Akhirnya rasa penasaranku dan Jeni sudah terobati, kami sudah bertemu dengan Julian, dan pria itu memang tampan.

Hanya saja pikiran kami jadi tak tenang, aku dan Jeni takut jika Julian itu memiliki niat tertentu dengan cara mendekati Elis.

Tapi yasudahlah, aku dan Jeni tidak bisa terus berpikiran buruk terhadap Julian, lagi pula Elis juga berjanji akan berhati-hati terhadap Julian.

Sore harinya aku dan Jeni berpamitan untuk pulang.

"El, kita pulang dulu ya," ujar Jeni.

"Iya, El, nanti malam kalau jadi pergi sama Julian kamu tetap harus hati-hati ya?" ujarku.

"Iya, Mel! Jangan bawel deh!" sahut Elis.

"Huh, dikasih tahu juga!" ocehku.

"Iya, Mel Sayangku!" ujar Elis seraya mencubit pipiku dengan gemas.

***

Sepulang dari kosan Elis, aku mampir ke mini market.

Seperti biasa aku membeli beberapa makanan ringan untuk persediaan nanti malam, dan beberpa produk kosmetik.

"Mbak Mel," Tiba-tiba terdengar suara yang tak asing menyapaku.

"Bagas?"

"Hay, Mbak Mel," sahutnya sambil tersenyum.

"Kok kamu bisa ada di sini sih?" tanyaku.

"Iya, Mbak, Bunda lagi sakit katanya kangen makanya aku datang ke Jakarta," jawabnya.

"Ow," Aku mengangguk paham.

"Mbak, aku tadi ke rumah Mbak Mel, tapi Mbak Mel, gak ada,"

"Iya, Gas! Aku tadi ke kosan Elis," sahutku.

"Oww,"

Entah aku merasa senang atau merasa sedih atas kedatangan Bagas, jujur aku masih takut jika Bagas membahas tentang perasaannya kepadaku.

Andai saja dia tidak menyukaiku, mungkin aku akan bersikap biasa saja terhadap Bagas, dan aku juga tidak akan merasa terusik seperti ini.

"Mbak Mel, kenapa diam aja? Mbak Mel, gak suka ya aku ada di sini?" tanya Bagas.
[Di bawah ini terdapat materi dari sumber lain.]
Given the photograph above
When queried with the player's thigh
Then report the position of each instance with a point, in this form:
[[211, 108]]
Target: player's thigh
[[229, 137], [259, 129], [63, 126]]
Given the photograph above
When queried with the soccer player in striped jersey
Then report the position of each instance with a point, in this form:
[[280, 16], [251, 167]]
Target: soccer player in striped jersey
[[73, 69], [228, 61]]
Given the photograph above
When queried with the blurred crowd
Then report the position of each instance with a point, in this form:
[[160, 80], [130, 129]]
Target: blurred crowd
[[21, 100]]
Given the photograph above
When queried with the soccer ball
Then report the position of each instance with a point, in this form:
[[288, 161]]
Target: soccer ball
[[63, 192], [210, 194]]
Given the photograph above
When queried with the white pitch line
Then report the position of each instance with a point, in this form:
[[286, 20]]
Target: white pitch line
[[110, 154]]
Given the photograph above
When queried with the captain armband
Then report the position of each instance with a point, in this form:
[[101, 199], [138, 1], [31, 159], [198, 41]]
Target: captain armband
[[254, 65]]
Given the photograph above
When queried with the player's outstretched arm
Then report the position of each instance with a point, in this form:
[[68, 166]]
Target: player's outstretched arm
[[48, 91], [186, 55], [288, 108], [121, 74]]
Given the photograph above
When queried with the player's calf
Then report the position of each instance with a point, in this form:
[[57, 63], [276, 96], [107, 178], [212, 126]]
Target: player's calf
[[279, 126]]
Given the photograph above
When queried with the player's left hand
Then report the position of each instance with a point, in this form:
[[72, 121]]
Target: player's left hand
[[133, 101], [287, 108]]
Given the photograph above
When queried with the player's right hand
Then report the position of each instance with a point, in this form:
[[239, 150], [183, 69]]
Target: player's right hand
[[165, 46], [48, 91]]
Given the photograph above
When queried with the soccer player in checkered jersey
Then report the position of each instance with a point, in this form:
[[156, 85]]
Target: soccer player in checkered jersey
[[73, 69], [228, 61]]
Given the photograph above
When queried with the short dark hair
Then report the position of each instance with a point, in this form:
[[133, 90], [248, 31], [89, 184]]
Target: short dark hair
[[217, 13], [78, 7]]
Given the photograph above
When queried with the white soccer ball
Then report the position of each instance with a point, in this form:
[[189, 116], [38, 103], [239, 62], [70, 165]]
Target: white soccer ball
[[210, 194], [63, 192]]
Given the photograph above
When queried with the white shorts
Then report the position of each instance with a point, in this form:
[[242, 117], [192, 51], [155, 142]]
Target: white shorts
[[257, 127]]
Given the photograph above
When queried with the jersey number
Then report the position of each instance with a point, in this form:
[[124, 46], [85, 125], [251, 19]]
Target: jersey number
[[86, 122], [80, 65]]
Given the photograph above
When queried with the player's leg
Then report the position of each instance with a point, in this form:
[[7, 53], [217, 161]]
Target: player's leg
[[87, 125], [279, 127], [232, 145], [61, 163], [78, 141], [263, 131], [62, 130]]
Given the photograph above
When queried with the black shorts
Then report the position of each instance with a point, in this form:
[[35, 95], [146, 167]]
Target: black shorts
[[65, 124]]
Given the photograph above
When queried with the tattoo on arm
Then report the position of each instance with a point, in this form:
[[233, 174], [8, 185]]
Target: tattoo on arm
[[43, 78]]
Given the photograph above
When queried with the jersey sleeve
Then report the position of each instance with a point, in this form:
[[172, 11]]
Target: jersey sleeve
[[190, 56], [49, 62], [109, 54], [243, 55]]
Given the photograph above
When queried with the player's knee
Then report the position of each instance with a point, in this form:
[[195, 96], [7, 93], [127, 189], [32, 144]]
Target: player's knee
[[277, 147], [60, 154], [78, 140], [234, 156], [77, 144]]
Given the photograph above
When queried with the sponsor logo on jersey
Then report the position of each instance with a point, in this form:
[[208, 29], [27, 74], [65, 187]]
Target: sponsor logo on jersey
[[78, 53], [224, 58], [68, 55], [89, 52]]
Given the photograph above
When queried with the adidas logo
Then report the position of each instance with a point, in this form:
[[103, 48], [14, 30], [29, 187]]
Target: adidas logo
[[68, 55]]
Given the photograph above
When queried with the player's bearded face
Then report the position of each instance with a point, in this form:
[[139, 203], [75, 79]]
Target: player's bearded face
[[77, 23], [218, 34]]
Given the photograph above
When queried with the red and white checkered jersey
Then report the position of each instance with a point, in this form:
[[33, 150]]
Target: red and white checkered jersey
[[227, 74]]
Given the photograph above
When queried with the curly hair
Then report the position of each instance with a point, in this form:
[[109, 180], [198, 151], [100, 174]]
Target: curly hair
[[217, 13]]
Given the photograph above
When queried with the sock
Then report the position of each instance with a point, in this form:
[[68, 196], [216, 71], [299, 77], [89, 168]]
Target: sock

"Eh, eng-gak kok! Aku suka!" jawabku sedikit terbata-bata.

"Terus kenapa, Mbak Mel, kayak terbebani begitu? Mbak Mel, masih mikirin tentang perasaanku kepada, Mbak Mel, ya?" tanya Bagas.

Dan mendadak suasananya menjadi hening.

"Mbak Mel jangan mikirin itu, tolong anggap aku tidak pernah mengatakan apapun sama, Mbak Mel. Lagi pula sekarang aku sudah belajar mencintai Laras kok. Dia gadis yang baik, dan dia juga sangat perhatian kepadaku," pungkas Bagas.

"Maaf ya, Gas," ucapku.

"Maaf untuk apa? Mbak Mel, 'kan gak salah?"

"Ah, iya sih tapi—"

"Mbak, nanti malam jalan-jalan yuk! Mumpung aku masih di Jakarta!" ajak Bagas.

"Ah, gitu ya?" Aku sedikit ragu untuk menerima ajakan Bagas, tapi setelah kupikir-pikir tak ada salahnya juga, "ok, aku mau, Gas!" jawabku.

Bersambung ....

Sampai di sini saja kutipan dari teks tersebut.